Initially, Australian feminist organization Cherchez la Femme tried to promote the image to raise awareness for an an event entitled “Feminism and Fat.” Holliday is shown in the image wearing a bikini, and according to Facebook’s ad teams, this violated their “health and fitness” policy. As per a message Cherchez La Femme received from the Facebook Ads Team, “Close-ups of ‘muffin tops’ where the overhanging fat is visible, people with clothes that are too tight, people pinching their fat/cellulite (even with full body visible)” are inconsistent with the company’s guidelines. “Ads like these are not allowed since they make viewers feel bad about themselves,” Facebook wrote in its message. “Instead, we recommend using an image of a relevant activity, such as running or riding a bike.”
Cherchez la Femme was horrified by these sentiments, with organizer Jessamy Gleeson telling the Guardian, “We thought it was really horrible and isolating and alienating.

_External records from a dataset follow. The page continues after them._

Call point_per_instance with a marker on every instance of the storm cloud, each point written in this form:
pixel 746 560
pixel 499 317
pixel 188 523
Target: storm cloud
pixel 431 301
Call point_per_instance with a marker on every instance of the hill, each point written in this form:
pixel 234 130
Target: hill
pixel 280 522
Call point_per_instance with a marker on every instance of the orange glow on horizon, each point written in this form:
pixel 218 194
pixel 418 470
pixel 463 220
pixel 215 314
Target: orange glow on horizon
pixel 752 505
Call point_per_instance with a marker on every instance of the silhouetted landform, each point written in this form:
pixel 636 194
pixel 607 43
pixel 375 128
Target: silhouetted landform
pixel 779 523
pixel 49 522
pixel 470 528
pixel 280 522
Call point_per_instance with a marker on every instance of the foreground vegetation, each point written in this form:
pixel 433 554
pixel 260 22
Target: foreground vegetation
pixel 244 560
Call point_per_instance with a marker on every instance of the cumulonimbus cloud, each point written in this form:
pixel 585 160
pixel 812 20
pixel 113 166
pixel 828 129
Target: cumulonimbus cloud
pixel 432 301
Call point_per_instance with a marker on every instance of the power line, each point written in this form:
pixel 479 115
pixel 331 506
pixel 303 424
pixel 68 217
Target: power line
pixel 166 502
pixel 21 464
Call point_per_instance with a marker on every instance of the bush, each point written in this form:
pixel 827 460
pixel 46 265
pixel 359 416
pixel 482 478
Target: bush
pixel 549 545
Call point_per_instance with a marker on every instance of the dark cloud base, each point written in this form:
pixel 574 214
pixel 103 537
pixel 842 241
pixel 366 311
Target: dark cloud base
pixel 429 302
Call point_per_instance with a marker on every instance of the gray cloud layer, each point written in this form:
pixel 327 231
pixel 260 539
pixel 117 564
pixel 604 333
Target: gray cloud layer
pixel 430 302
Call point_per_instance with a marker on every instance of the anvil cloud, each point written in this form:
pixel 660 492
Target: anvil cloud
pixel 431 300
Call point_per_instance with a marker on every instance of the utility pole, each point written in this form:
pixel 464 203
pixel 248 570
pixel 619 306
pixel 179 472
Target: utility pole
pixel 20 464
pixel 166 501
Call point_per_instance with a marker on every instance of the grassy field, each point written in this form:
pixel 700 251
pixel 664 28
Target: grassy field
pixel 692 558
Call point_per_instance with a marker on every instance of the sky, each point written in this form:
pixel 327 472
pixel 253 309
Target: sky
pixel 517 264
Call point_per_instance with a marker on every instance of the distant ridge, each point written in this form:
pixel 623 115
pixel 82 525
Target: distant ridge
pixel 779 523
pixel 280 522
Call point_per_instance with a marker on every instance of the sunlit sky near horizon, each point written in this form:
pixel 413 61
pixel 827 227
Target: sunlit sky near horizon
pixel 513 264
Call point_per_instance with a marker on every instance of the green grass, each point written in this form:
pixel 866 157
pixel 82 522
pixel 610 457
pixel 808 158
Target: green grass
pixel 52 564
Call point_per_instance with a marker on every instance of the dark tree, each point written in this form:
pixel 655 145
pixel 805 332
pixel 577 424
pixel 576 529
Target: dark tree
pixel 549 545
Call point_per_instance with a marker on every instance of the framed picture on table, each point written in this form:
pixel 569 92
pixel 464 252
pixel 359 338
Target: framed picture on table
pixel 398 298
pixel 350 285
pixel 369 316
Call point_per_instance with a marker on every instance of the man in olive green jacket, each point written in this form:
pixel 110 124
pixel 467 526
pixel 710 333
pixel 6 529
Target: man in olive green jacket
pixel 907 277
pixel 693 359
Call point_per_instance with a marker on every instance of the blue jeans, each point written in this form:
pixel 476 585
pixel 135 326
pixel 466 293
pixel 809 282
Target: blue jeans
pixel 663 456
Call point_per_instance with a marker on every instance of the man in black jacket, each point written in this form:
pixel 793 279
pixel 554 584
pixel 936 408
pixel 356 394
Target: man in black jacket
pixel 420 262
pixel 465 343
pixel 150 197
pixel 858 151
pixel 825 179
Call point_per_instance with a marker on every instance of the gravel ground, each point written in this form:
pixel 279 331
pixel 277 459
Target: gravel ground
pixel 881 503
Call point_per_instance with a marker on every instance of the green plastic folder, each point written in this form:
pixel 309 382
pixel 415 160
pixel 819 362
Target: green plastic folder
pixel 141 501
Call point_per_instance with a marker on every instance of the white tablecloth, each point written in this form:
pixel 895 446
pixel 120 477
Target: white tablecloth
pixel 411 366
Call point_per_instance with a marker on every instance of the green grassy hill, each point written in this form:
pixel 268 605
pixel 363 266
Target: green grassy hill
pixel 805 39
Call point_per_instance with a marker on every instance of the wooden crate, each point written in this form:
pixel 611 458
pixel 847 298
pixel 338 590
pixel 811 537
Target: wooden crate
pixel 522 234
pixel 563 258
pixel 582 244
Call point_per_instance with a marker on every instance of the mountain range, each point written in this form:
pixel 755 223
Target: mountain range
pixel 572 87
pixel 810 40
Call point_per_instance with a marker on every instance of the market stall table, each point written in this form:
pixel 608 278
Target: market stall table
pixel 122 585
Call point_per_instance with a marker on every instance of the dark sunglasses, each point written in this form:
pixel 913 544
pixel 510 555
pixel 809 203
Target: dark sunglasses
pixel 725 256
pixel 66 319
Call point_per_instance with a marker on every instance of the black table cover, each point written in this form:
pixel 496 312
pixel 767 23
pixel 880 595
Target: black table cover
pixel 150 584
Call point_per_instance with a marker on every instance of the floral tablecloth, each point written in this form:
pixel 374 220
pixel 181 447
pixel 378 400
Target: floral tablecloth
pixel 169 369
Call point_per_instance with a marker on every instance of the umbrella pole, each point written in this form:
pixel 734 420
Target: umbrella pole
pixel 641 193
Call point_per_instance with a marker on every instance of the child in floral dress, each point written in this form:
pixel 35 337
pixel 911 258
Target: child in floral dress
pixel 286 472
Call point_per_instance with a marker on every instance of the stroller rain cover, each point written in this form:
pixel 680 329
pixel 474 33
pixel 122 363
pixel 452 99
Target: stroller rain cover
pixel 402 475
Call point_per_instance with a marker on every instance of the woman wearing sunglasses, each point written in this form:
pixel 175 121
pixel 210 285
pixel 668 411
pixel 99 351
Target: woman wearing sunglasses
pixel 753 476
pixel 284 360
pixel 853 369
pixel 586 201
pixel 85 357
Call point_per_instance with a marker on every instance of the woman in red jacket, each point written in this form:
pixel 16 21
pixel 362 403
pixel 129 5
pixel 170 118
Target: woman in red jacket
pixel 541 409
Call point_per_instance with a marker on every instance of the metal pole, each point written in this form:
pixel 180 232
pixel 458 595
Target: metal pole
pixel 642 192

Quite simply they need to understand we can use images of fat women to promote women being happy.”
On Monday, Facebook apologized for the ban, asserting that the photo did not, in fact, violate its policies. “Our team processes millions of advertising images each week, and in some instances we incorrectly prohibit ads,” the company said in a statement. “This image does not violate our ad policies. We apologize for the error and have let the advertiser know we are approving their ad.”
But Gleeson doesn’t think this apology is quite enough, contending that the company’s standards are the root of the problem.
“Quite simply they need to understand we can use images of fat women to promote women being happy,” she said. “What about all the cases that don’t receive this media attention? They’ve been wrong in many other thousands of cases, I’m sure.”